Francophonie : potentialités et limites
Avec près de 400 millions de locuteurs répartis sur les cinq continents, la langue française est un vecteur culturel, scientifique et économique mondial. Elle dépasse les héritages coloniaux : de nombreux États l’ont adoptée pour ses valeurs culturelles, éducatives, économiques ou diplomatiques. Même dans le monde anglo-américain, la civilisation française inspire des échanges transnationaux. Mais ce potentiel ne peut se réaliser que si les acteurs eux-mêmes participent à en définir les usages.
Mémoire, initiatives et clivage Nord-Sud
Pourtant, ces initiatives se heurtent à des limites : lors du récent vote à l’ONU qualifiant l’esclavage et la traite transatlantique de «plus grave crime contre l’humanité,» 52 pays, dont la France, se sont abstenus. Ce choix reflète l’opposition des États-Unis, d’Israël et de l’Argentine, ainsi que les réserves de l’Union européenne et du Royaume-Uni sur les implications juridiques. Il révèle un clivage Nord-Sud persistant et illustre que, malgré la visibilité des actions françaises, leur portée reste limitée, soulignant l’urgence d’une implication plus large des acteurs africains et des sociétés civiles.
Décideurs français et innovation
Le désintérêt relatif de certaines sphères décisionnelles françaises freine l’innovation et favorise l’usage d’autres langues, dont l’anglais, dans les échanges internationaux, scientifiques et économiques. Tout comme l’esclavage a nourri l’essor économique occidental, l’exploitation actuelle des sols et sous-sols illustre que les logiques d’appropriation persistent aujourd’hui à l’échelle mondiale, souvent au détriment des populations et des écosystèmes. Dans ce contexte, la francophonie pourrait se transformer en un espace stratégique de coopération scientifique, culturelle et économique, capable d’intégrer les savoirs locaux et de soutenir des solutions durables face aux défis environnementaux et climatiques.

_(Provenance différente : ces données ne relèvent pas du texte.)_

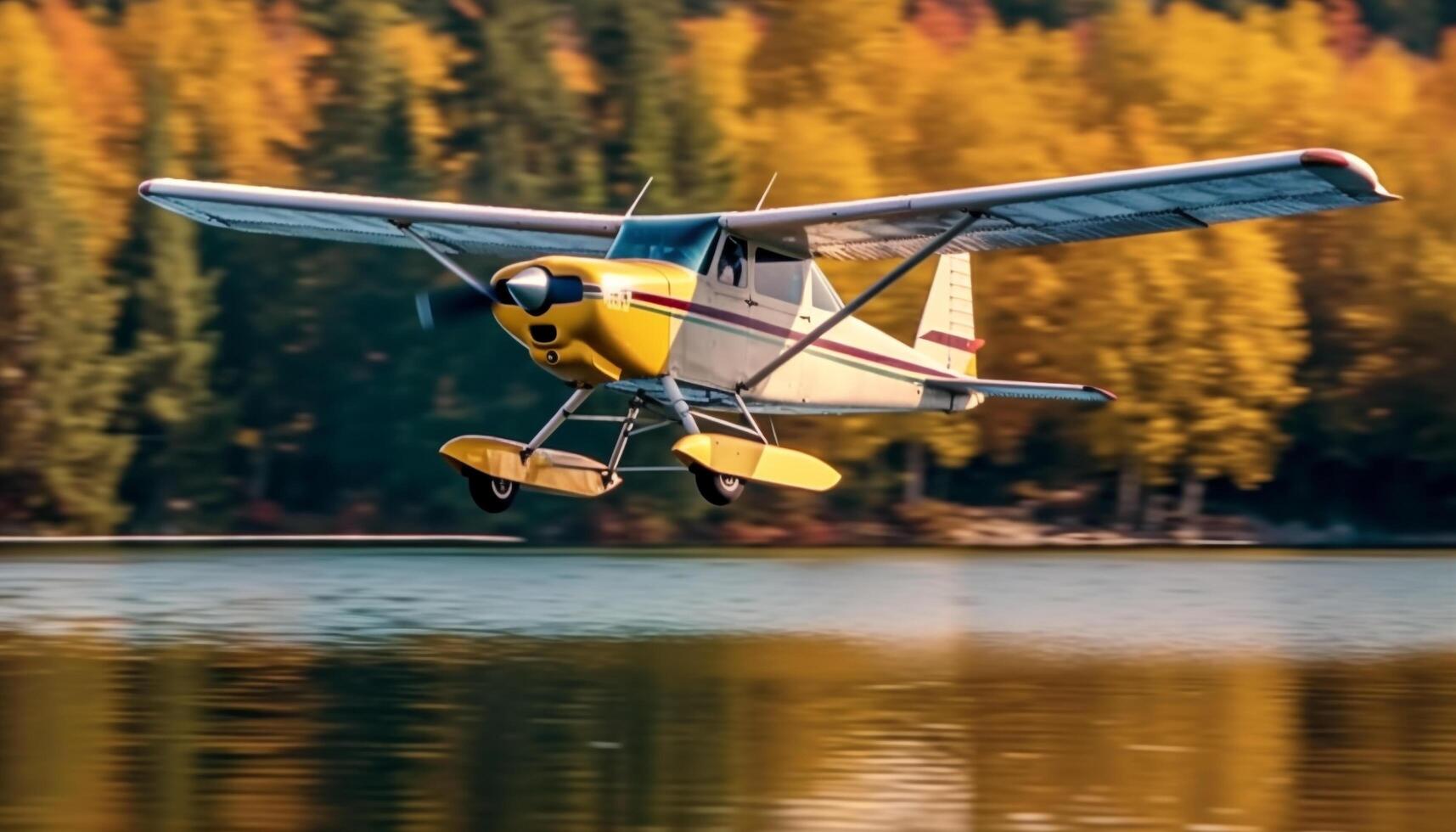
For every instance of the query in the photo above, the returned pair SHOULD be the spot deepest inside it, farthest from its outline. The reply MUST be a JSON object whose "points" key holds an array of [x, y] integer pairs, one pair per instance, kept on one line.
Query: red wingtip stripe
{"points": [[954, 341]]}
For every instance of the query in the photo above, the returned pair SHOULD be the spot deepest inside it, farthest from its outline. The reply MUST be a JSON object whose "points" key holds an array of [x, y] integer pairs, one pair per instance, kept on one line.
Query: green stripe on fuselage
{"points": [[762, 339]]}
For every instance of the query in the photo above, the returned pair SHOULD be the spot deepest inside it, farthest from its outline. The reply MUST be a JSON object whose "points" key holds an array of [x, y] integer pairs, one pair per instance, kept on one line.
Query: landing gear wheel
{"points": [[717, 488], [491, 492]]}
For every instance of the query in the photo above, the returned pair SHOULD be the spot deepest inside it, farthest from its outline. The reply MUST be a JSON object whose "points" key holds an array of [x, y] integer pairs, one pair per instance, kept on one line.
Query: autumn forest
{"points": [[160, 376]]}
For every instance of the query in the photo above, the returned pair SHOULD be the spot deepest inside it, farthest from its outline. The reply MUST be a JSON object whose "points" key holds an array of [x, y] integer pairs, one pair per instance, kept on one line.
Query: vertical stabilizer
{"points": [[947, 331]]}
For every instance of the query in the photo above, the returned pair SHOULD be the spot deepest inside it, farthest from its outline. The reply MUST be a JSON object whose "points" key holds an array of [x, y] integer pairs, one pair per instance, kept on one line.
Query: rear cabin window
{"points": [[822, 293], [779, 276]]}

Réinventer la francophonie pour le XXIe siècle
Dans un contexte où les enjeux environnementaux et climatiques sont déjà présents et où le retard se fait sentir, la francophonie peut partager les connaissances, coordonner les solutions et renforcer la résilience mondiale. En s’appuyant sur les dynamiques patrimoniales, les savoirs et les mémoires vivantes, elle peut devenir un espace de réappropriation et de puissance pour l’Afrique et au-delà, favorisant créativité, diversité culturelle et scientifique, ainsi que coopération sur tous les continents.